We are also given an insight into the complete lack of any welfare system or similar support for the poor, elderly or infirm. Even though Mrs Chundle is obviously old and very much alone, she still grows- and digs up! – her own vegetables and takes responsibility for looking after herself, doing her shopping at market five miles away and keeping her cottage clean. Religion was much more important in nineteenth century England than it is today.

It was considered vitally important that everybody should go to church on Sunday, and there were no such things as registry offices so weddings and all other important ceremonies took place in church. The livelihood of the majority of the local people would depend on the success of the harvest each year and so it was only natural that they should take their faith very seriously, in order not to risk God’s displeasure. Hardy shows the importance of religion by emphasising Mrs Chundle’s determination to walk to her church once she is able to hear the sermon through the curate’s ear-trumpet.
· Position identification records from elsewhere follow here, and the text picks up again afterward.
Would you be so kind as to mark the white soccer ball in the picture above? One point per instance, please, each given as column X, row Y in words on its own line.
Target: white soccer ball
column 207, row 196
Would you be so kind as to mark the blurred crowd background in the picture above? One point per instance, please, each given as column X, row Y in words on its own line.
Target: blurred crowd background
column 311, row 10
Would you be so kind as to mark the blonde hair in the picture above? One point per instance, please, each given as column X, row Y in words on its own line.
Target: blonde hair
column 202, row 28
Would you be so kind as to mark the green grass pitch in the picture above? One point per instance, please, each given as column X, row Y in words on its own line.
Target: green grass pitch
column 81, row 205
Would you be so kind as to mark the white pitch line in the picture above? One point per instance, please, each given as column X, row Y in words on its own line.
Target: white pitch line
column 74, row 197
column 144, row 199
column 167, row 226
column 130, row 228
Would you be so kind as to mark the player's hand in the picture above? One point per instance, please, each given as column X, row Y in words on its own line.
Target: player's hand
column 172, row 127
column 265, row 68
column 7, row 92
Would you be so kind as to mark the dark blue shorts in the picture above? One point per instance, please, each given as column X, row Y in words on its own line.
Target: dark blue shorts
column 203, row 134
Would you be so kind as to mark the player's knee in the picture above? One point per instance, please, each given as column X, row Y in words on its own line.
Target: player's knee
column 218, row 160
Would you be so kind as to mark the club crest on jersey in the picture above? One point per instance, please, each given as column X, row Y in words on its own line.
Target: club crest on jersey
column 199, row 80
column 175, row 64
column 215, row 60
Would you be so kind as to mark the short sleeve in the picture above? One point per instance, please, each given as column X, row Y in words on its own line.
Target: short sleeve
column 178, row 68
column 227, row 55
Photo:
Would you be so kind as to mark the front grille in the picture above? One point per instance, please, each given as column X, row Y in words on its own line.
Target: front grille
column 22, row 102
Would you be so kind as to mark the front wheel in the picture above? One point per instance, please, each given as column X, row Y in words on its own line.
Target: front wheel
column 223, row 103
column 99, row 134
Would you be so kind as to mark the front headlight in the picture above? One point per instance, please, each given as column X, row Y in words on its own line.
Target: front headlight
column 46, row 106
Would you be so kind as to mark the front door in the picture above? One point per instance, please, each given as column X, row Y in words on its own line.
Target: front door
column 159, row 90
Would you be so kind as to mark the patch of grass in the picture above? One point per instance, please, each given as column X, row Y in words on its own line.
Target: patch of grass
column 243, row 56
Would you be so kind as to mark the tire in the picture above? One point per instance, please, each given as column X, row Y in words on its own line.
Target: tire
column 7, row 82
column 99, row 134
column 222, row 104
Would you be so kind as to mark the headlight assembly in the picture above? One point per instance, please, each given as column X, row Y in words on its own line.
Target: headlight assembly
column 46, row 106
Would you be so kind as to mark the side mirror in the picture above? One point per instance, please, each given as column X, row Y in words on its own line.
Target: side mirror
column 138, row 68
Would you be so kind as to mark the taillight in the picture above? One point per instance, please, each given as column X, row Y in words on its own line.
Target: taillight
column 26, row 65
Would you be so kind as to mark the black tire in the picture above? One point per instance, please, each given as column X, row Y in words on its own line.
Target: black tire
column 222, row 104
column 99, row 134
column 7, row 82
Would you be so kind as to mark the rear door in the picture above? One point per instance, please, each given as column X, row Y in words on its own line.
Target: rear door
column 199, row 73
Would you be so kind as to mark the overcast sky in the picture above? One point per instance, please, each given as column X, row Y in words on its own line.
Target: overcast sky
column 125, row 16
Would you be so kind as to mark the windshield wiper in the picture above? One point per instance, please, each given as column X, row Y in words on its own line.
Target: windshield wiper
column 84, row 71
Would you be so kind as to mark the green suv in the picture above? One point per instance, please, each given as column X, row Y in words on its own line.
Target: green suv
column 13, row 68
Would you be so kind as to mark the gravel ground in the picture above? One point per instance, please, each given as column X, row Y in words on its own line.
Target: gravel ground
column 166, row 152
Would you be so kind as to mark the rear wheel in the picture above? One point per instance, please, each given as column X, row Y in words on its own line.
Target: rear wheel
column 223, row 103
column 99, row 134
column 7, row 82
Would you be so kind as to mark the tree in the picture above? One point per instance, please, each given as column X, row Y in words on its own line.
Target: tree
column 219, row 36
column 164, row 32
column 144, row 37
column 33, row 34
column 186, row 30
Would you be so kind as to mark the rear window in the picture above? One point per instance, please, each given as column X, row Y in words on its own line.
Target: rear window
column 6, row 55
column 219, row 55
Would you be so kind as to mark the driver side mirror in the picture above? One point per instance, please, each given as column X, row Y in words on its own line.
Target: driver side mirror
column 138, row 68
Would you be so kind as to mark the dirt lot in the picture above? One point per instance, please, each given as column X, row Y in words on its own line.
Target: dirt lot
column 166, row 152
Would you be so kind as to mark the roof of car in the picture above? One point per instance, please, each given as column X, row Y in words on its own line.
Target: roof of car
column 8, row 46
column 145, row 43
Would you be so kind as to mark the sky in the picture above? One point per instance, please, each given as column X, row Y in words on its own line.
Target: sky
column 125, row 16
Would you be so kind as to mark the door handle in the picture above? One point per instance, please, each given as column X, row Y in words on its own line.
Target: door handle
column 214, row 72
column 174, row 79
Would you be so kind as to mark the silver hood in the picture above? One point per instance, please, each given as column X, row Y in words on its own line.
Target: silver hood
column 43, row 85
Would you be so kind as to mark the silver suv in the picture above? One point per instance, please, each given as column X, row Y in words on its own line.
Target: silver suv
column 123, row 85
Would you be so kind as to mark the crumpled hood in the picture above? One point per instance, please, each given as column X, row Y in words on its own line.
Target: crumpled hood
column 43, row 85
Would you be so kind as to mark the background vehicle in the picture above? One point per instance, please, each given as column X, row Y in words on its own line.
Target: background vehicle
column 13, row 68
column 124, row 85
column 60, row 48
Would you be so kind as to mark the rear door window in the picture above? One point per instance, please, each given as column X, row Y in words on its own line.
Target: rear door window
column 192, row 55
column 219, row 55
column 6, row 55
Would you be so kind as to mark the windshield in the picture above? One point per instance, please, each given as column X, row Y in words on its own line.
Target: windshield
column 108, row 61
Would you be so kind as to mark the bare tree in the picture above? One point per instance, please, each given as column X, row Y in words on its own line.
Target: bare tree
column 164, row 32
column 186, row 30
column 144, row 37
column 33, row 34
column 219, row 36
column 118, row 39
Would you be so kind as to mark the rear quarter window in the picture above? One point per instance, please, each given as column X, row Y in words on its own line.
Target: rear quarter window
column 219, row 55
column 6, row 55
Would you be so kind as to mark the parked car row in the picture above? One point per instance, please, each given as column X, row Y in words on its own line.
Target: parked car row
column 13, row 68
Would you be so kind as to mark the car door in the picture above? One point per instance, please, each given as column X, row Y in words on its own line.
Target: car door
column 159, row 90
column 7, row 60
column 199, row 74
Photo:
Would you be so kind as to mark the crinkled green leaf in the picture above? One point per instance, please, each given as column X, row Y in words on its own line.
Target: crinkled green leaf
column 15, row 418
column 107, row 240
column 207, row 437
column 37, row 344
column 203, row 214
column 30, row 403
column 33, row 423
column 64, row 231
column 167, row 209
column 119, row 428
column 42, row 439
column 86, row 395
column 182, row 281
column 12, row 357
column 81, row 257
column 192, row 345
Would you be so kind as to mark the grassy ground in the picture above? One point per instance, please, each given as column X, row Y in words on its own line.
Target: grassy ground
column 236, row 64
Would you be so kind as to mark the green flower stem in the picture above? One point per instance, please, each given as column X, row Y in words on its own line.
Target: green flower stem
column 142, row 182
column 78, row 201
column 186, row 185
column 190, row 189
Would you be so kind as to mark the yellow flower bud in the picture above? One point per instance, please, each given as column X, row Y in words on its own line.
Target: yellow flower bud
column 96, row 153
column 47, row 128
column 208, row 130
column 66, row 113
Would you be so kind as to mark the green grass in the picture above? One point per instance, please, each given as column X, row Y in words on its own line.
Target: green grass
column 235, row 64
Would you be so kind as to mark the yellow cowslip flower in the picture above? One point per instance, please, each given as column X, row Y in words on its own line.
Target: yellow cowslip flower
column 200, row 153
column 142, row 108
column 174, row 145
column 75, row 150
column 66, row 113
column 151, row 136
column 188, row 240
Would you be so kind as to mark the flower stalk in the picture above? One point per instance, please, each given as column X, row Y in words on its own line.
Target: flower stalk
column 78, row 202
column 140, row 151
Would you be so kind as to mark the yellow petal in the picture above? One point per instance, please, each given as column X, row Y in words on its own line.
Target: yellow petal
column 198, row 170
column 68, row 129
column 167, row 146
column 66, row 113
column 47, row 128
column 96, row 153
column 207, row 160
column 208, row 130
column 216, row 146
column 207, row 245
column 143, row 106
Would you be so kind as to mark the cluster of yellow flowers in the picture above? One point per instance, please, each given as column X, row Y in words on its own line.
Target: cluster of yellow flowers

He also describes how, as soon as Tony Kytes has sorted out his tangled love life, “their banns were put up the very next Sunday”. Making a good marriage was vitally important for women in the nineteenth century as they had few rights of their own and would find it extremely hard to support themselves without a husband to depend on. Even though married life could be hard, shown by the fact that, during Hardy’s boyhood, it was not a crime for a wife to be whipped by her husband, most women would still prefer a loveless marriage to the hardship of life on their own.

Hardy helps us to understand this in the way that, although Tony Kytes is obviously a liar and a cheat, he still has three women who are almost throwing themselves at him! Even Hannah, who in front of her father declares that she “would sooner marry no-nobody at all,” secretly knows that ” she would not have refused Tony if he had asked her quietly, and her father had not been there. ” In conclusion, the picture that Hardy paints for us of the Wessex countryside gives us an impression of a way of life that was much slower, simpler and somehow gentler than the way we live today.

There is evidence of crime being committed, such as the waylaying of Hubert and attempt at housebreaking by the thieves in The Thieves Who Couldn’t Stop Sneezing, but overall, Hardy’s gentle humour allows us to get the impression that it was a much safer and happier way of life, where Mrs Chundle would be able to leave her door unlocked without the worry of being burgled. The obvious advance of technology is shown, for example, with the curate’s purchase of the “special machinery” of the ear trumpet, but its impact is made to seem hardly noticeable as the people of Wessex go about their daily lives.